On the first day of Spring, my wife pulled back the curtain in our bedroom at about 0730 to show me more snow than I think I’ve seen in months.
I wandered out into the frozen landscape with my Nokia 920 and snapped some pictures before I had to be logged in for work. The gallery below is an example of some of that adventure.
If you’ve read my blog before, you’ve probably inferred at least two things about me. The first being that I like north-y things. The second being that I’m very proud of my family and the legacy I inherit from them. The scenes in the pictures here capture both of those things.
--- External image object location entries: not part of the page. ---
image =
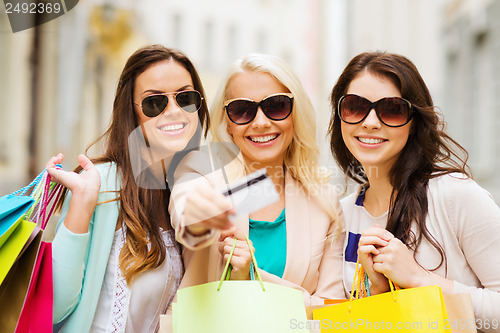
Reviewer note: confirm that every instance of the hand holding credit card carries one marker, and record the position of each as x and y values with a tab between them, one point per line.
251	193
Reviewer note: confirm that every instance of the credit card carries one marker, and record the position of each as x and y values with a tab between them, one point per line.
251	193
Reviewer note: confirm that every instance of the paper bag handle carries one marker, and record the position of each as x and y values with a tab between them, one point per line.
253	266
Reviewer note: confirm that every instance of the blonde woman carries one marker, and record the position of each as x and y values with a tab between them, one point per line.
263	109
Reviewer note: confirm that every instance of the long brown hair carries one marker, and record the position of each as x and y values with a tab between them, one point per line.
428	153
143	211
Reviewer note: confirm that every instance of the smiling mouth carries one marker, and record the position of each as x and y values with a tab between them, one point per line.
172	128
263	139
370	141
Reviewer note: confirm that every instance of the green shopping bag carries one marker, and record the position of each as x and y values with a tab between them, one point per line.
239	306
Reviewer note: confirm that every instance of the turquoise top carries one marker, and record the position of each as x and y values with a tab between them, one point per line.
269	241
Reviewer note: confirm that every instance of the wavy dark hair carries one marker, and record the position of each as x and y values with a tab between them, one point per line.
143	211
428	153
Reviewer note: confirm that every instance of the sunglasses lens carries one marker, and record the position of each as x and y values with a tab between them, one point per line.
189	101
277	107
353	109
393	111
154	105
241	111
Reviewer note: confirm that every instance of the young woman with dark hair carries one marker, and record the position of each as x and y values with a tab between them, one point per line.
116	263
418	218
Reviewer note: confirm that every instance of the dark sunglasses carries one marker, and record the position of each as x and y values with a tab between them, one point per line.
188	100
241	111
391	111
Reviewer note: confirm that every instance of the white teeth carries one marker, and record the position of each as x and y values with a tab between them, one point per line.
370	140
175	127
262	139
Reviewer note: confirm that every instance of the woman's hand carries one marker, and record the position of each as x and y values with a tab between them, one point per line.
370	243
207	209
241	258
84	188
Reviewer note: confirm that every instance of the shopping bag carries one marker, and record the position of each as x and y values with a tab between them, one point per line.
15	286
12	208
239	306
461	317
26	292
405	310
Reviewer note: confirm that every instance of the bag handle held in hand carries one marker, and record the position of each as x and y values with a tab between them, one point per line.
253	266
360	285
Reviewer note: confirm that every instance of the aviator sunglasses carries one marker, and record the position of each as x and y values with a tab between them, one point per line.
188	100
391	111
241	111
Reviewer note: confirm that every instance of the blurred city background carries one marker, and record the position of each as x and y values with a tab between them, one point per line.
57	81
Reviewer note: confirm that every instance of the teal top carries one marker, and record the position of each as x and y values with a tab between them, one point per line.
269	241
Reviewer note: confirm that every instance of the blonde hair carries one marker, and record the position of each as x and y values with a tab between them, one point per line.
302	155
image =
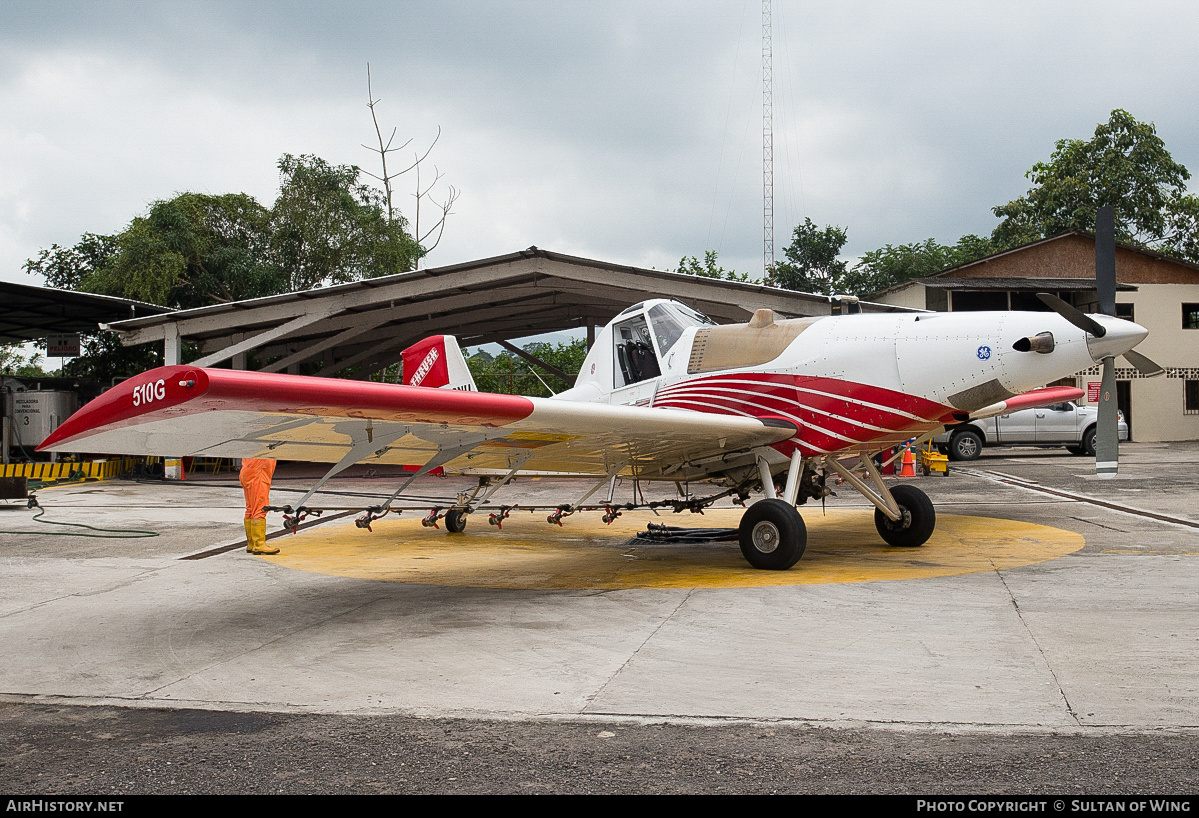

There’s a comfort in snow that I find hard to explain. It’s silent, for one thing. I like the silence of an early morning snow-filled field. It allows me to hear my thoughts, experience my own existence, experience my living-ness. Silent to one sense, but noisy and shocking to others. The sun is shockingly brilliant in the morning even veiled behind steel-grey clouds. I couldn’t even see for the first five minutes outside. Even at night, it’s never really dark if there’s snow on the ground. Silent to my ears, shocking to my sight, stern to my sense of touch.
Snow reminds me of my fragility. Not because its own structure is delicate and crystalline, but in a real, non-poetic way. Snow tells me with it’s radiating cold that I am fragile. If it were not for my toque and gloves and boots and sweater, I would be dead within hours. Its softness belies a hidden ruthlessness that forces us in the north to be brutally honest with ourselves and with the environment in which we live. I appreciate that.
I appreciate that on the first day of Spring. A day where we normally start to think of birds and flowers, skimpier clothing, sex and babies. On this day nature told us, “No. I don’t think so. Don’t forget who you are and where you come from. Don’t forget your place in this system.”
So I took these pictures so I’ll always know exactly what my place was on March 20th, 2013 when nature told us not to forget.